The primary use case would be enabling models larger than any single system's available RAM / VRAM can handle to be inferenced with relatively high speed by using the available compute capacity of any number of networked (e.g. LAN) computers each with some available memory, some available CPU compute, and possibly some GPU/VRAM compute resources available.
Now there are commonly many attractively compelling open-weights models between 30B and well over 200B parameter sizes which, generally speaking, are too large for almost all users to inference effectively on any single commonly available laptop / desktop / modest workstation system because of limited available VRAM capacity in their GPUs and even limited available RAM capacity wrt. the system CPU/RAM characteristics.
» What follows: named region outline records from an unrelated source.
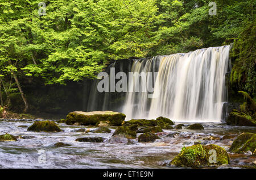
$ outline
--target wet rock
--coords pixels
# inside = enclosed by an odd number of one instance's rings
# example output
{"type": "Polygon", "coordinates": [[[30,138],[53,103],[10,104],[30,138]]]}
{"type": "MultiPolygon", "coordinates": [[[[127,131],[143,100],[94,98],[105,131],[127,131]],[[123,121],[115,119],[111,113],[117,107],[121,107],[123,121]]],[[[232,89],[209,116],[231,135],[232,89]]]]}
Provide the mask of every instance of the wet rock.
{"type": "Polygon", "coordinates": [[[56,147],[63,147],[63,146],[71,146],[71,145],[69,144],[65,144],[61,142],[59,142],[55,143],[53,145],[56,147]]]}
{"type": "Polygon", "coordinates": [[[185,125],[184,125],[183,124],[179,124],[175,125],[174,128],[176,129],[181,129],[183,126],[185,126],[185,125]]]}
{"type": "Polygon", "coordinates": [[[229,156],[222,148],[214,145],[193,145],[184,147],[181,152],[170,162],[170,165],[182,167],[198,168],[210,165],[221,165],[229,164],[229,156]],[[216,161],[212,158],[214,152],[216,153],[216,161]]]}
{"type": "Polygon", "coordinates": [[[154,119],[131,119],[125,122],[124,124],[137,124],[138,126],[155,126],[158,125],[158,122],[154,119]]]}
{"type": "Polygon", "coordinates": [[[61,129],[57,125],[57,124],[49,120],[35,122],[34,124],[30,126],[27,131],[32,131],[35,132],[60,132],[61,129]]]}
{"type": "Polygon", "coordinates": [[[65,123],[66,120],[65,119],[61,119],[57,122],[57,123],[65,123]]]}
{"type": "Polygon", "coordinates": [[[110,111],[89,112],[75,111],[67,116],[66,123],[72,125],[79,123],[86,125],[98,124],[101,121],[109,121],[110,125],[121,125],[126,115],[122,113],[110,111]]]}
{"type": "Polygon", "coordinates": [[[86,129],[85,128],[80,128],[77,130],[75,130],[75,132],[86,132],[86,129]]]}
{"type": "Polygon", "coordinates": [[[163,116],[156,118],[156,121],[158,122],[158,123],[164,123],[168,124],[169,125],[174,125],[174,123],[172,120],[163,116]]]}
{"type": "Polygon", "coordinates": [[[101,137],[81,137],[76,139],[79,142],[103,143],[106,140],[101,137]]]}
{"type": "Polygon", "coordinates": [[[27,125],[19,125],[19,126],[18,126],[18,128],[27,128],[27,125]]]}
{"type": "Polygon", "coordinates": [[[94,131],[95,133],[110,133],[111,130],[105,127],[100,127],[94,131]]]}
{"type": "Polygon", "coordinates": [[[128,143],[129,141],[128,139],[121,135],[114,135],[108,140],[110,143],[128,143]]]}
{"type": "Polygon", "coordinates": [[[256,126],[256,120],[250,115],[239,111],[233,111],[229,114],[226,119],[228,125],[256,126]]]}
{"type": "Polygon", "coordinates": [[[160,139],[158,136],[152,132],[146,132],[141,135],[138,137],[139,143],[154,142],[156,139],[160,139]]]}
{"type": "Polygon", "coordinates": [[[115,129],[112,136],[117,135],[122,135],[127,139],[136,139],[137,134],[134,131],[131,131],[127,127],[119,127],[115,129]]]}
{"type": "Polygon", "coordinates": [[[237,153],[242,153],[250,150],[254,152],[256,148],[256,134],[242,133],[233,142],[229,150],[237,153]]]}
{"type": "Polygon", "coordinates": [[[196,123],[196,124],[193,124],[191,125],[189,125],[188,127],[188,129],[193,129],[193,130],[202,130],[202,129],[204,129],[204,127],[201,125],[199,123],[196,123]]]}
{"type": "Polygon", "coordinates": [[[13,135],[6,133],[0,136],[0,141],[16,141],[17,139],[13,135]]]}
{"type": "Polygon", "coordinates": [[[163,130],[161,129],[160,127],[155,126],[141,128],[136,131],[137,133],[146,133],[150,132],[152,133],[161,132],[163,132],[163,130]]]}

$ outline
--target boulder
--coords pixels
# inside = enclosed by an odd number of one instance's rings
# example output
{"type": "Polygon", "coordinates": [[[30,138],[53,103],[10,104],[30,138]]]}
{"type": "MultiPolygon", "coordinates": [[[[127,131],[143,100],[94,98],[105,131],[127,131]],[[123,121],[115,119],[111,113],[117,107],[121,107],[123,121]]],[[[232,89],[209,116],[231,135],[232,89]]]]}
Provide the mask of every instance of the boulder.
{"type": "Polygon", "coordinates": [[[127,127],[119,127],[115,129],[112,136],[117,135],[121,135],[127,139],[136,139],[137,134],[134,131],[131,131],[127,127]]]}
{"type": "Polygon", "coordinates": [[[35,122],[32,125],[28,127],[27,131],[35,132],[62,131],[55,122],[49,120],[35,122]]]}
{"type": "Polygon", "coordinates": [[[158,117],[158,118],[156,118],[156,120],[158,121],[158,123],[161,122],[167,123],[169,124],[170,125],[174,125],[174,123],[172,120],[171,120],[168,118],[164,118],[163,116],[158,117]]]}
{"type": "Polygon", "coordinates": [[[139,143],[154,142],[156,139],[160,139],[152,132],[146,132],[141,135],[138,137],[139,143]]]}
{"type": "Polygon", "coordinates": [[[125,122],[124,124],[137,124],[138,126],[155,126],[158,122],[154,119],[131,119],[125,122]]]}
{"type": "Polygon", "coordinates": [[[256,126],[256,120],[242,112],[230,112],[226,120],[228,125],[256,126]]]}
{"type": "Polygon", "coordinates": [[[256,134],[242,133],[233,142],[229,150],[237,153],[243,153],[248,150],[254,152],[256,148],[256,134]]]}
{"type": "Polygon", "coordinates": [[[121,125],[125,120],[126,115],[122,113],[108,111],[82,112],[75,111],[70,112],[66,118],[66,124],[72,125],[75,123],[81,125],[96,125],[101,121],[109,121],[110,125],[121,125]]]}
{"type": "Polygon", "coordinates": [[[79,142],[103,143],[106,140],[101,137],[81,137],[76,139],[79,142]]]}
{"type": "Polygon", "coordinates": [[[56,147],[63,147],[63,146],[71,146],[71,145],[69,144],[65,144],[61,142],[59,142],[55,143],[53,145],[56,147]]]}
{"type": "Polygon", "coordinates": [[[96,129],[96,130],[93,131],[93,132],[95,133],[110,133],[111,130],[109,129],[108,128],[106,128],[105,127],[100,127],[96,129]]]}
{"type": "Polygon", "coordinates": [[[185,126],[185,125],[184,125],[183,124],[179,124],[175,125],[174,128],[176,129],[181,129],[183,126],[185,126]]]}
{"type": "Polygon", "coordinates": [[[0,136],[0,141],[16,141],[17,139],[13,135],[6,133],[0,136]]]}
{"type": "Polygon", "coordinates": [[[163,132],[163,130],[161,129],[160,127],[155,126],[141,128],[136,131],[137,133],[145,133],[150,132],[152,133],[161,132],[163,132]]]}
{"type": "Polygon", "coordinates": [[[196,144],[183,147],[181,152],[170,162],[170,165],[199,168],[210,165],[229,164],[229,154],[224,148],[214,144],[196,144]]]}
{"type": "Polygon", "coordinates": [[[188,129],[193,129],[193,130],[204,129],[204,127],[199,123],[193,124],[189,125],[188,127],[188,129]]]}

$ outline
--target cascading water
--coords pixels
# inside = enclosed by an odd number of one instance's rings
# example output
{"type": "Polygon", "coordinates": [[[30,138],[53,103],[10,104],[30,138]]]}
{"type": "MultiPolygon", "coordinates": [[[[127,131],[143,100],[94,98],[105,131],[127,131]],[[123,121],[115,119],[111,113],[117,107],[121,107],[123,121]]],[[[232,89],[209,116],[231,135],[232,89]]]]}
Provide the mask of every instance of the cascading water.
{"type": "MultiPolygon", "coordinates": [[[[153,97],[148,93],[127,93],[123,112],[127,119],[220,122],[225,101],[225,74],[229,46],[202,49],[185,54],[136,60],[133,72],[158,72],[153,97]]],[[[139,82],[133,79],[134,83],[139,82]]],[[[148,81],[139,86],[147,86],[148,81]]]]}
{"type": "Polygon", "coordinates": [[[130,78],[127,93],[103,94],[97,92],[97,80],[87,110],[121,111],[127,120],[163,116],[176,121],[220,122],[226,100],[229,49],[229,46],[213,47],[115,62],[109,69],[114,67],[115,73],[125,68],[126,74],[144,73],[146,77],[130,78]],[[152,73],[150,77],[148,73],[152,73]],[[133,89],[136,86],[139,92],[133,89]],[[145,90],[151,86],[154,93],[145,90]]]}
It is well known that typical laptop / desktop / workstation computers GPUs have VRAM BW O(10x) higher than the system's RAM BW. It is also well known that most typically personal desktop systems have no more than 1-2 directly attached GPUs with typical total VRAM capacity in the 8-48 GBy size range.
However it is typically the case that a given person or household or small business might commonly have access to two or more laptop / desktop computers each with significant CPU/RAM computing resources, and also in many cases with significantly useful if modest GPU capabilities (e.g. 8-24 GBy VRAM GPUs).
It has been demonstrated by other FOSS attempts at distributed LLM inference computing that this is a practically viable
way for LLMs to be inferenced using similar codebases / logic as are used for single-computer + (none / single / multiple) GPU based inference to occur; e.g. "petals", llama.cpp "RPC-server" mode, et. al.
In the professional / enterprise / data center space distributed computing is widely used by mainstream training and also inference frameworks to enable multiple servers and multiple GPUs per server to be used as a group for either training or inference and to gain capacity scaling thereby.
I believe the extra "business logic" to support this could be small relative to a platform that can already support single-system inference using multi-core CPUs, and single-systems which use multiple locally attached GPUs.
Several low level frameworks e.g. MPI, PoCL, et. al. already support / facilitate distributed computing as a primary or first class optional capability.
And since we're discussing, at minimum, the coarsely sharded distribution of model inferencing among several servers the actual logic to inference a single layer or group of juxtaposed layers is not technically very different than what would be done on a single host or single GPU use case.
Models of key interest for such scaling capability would include all typical 70B range current generation models, models in the 100-140B size range, models in the 200B+ range (q.v. deekseek-v2, command-r+, dbrx, etc. etc.), and MoE models requiring 70-200B+ range memory (e.g. Mixtral 8x22b, et. al.).
Eliminating the use of swap on a single host can frequently improve effective performance by 1+ orders of magnitude.
Eliminating the use of slow CPU/RAM based inference by enabling the congregation of several "modest" GPUs + VRAM to be used for inference of a single model can also typically improve performance by O(10x) vs. even a common modern fast desktop PC with 20-50 GBy/s RAM BW, 6-16 CPU cores, etc.